(Reuters) - Cenovus Energy Inc (CVE.TO), Canada’s No. 2 independent oil producer, said on Wednesday its second-quarter profit more than tripled, helped by a surge in production at its oil sands projects in northern Alberta.
The company operates two oil sands projects, Foster Creek and Christina Lake, as joint ventures with ConocoPhillips (COP.N), and is developing a third project called Narrows Lake.
Christina Lake’s production jumped 77 percent from the second quarter of 2013 to average nearly 68,000 barrels per day (bpd) as Cenovus ramped up phase E of the project and completed a partial turnaround with minimal impact.
Foster Creek output rose 3 percent from a year earlier to average almost 57,000 bpd.
FirstEnergy Capital analyst Mike Dunn said Foster Creek was the more significant increase because the project has fallen short of expectations in the past.
“This is probably the first quarter in a couple of years that Foster Creek has outperformed. It may be a bit of an inflection point in terms of no longer disappointing the street,” Dunn said.

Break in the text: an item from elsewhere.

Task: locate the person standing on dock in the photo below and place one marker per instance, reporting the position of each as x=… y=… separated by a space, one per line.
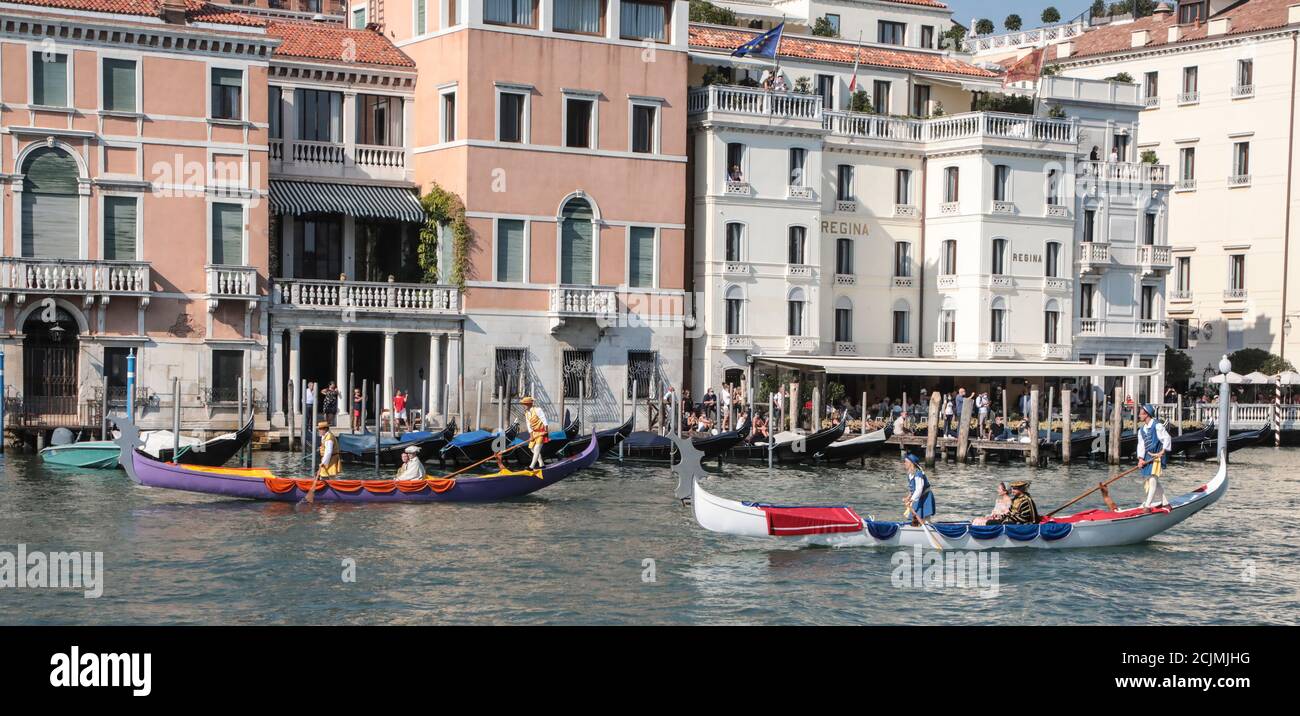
x=919 y=500
x=537 y=430
x=1153 y=445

Cenovus’s total oil sands output rose by a third to average almost 125,000 bpd, while oil production overall rose 18 percent to 201,688 bpd. Natural gas production fell 5 percent.
Cenovus also holds a half interest in two U.S. refineries owned by Phillips 66 (PSX.N). Operating cash flow from refining was $219 million in the quarter, a 32 percent year-on-year decline, due to lower refining margins and higher heavy crude oil feedstock costs.
Cenovus has started moving more crude by rail to avoid congestion on export pipelines that can leave crude stranded in Alberta, forcing producers to accept discounted prices.
The company loaded its first unit train at the Hardisty rail terminal operated by U.S. Development Group and Gibson Energy Inc (GEI.TO) during the second quarter, and completed eight unit trains deliveries in the first half of the year.
Chief Executive Officer Brian Ferguson said the company was on track to reach 30,000 bpd of loading capacity by the end of 2014 and that rail netbacks were competitive with pipeline netbacks, although he declined to give figures.
“By moving our delivery point to the U.S. Gulf Coast and Midwest we have been able to exceed the net price we would have achieved by just selling it here in Alberta,” he said.
The company’s net income rose to C$615 million ($566 million), or 81 Canadian cents a share, in the quarter ended June 30, from C$179 million, or 24 Canadian cents, a year earlier.
Operating profit rose 85 percent to C$473 million, or 62 Canadian cents. Cenovus’s cash flow, a key indicator of its ability to fund new projects, rose 37 percent to C$1.19 billion, or C$1.57 a share.
Cenovus shares were last up 1.6 percent on the Toronto Stock Exchange at C$33.50.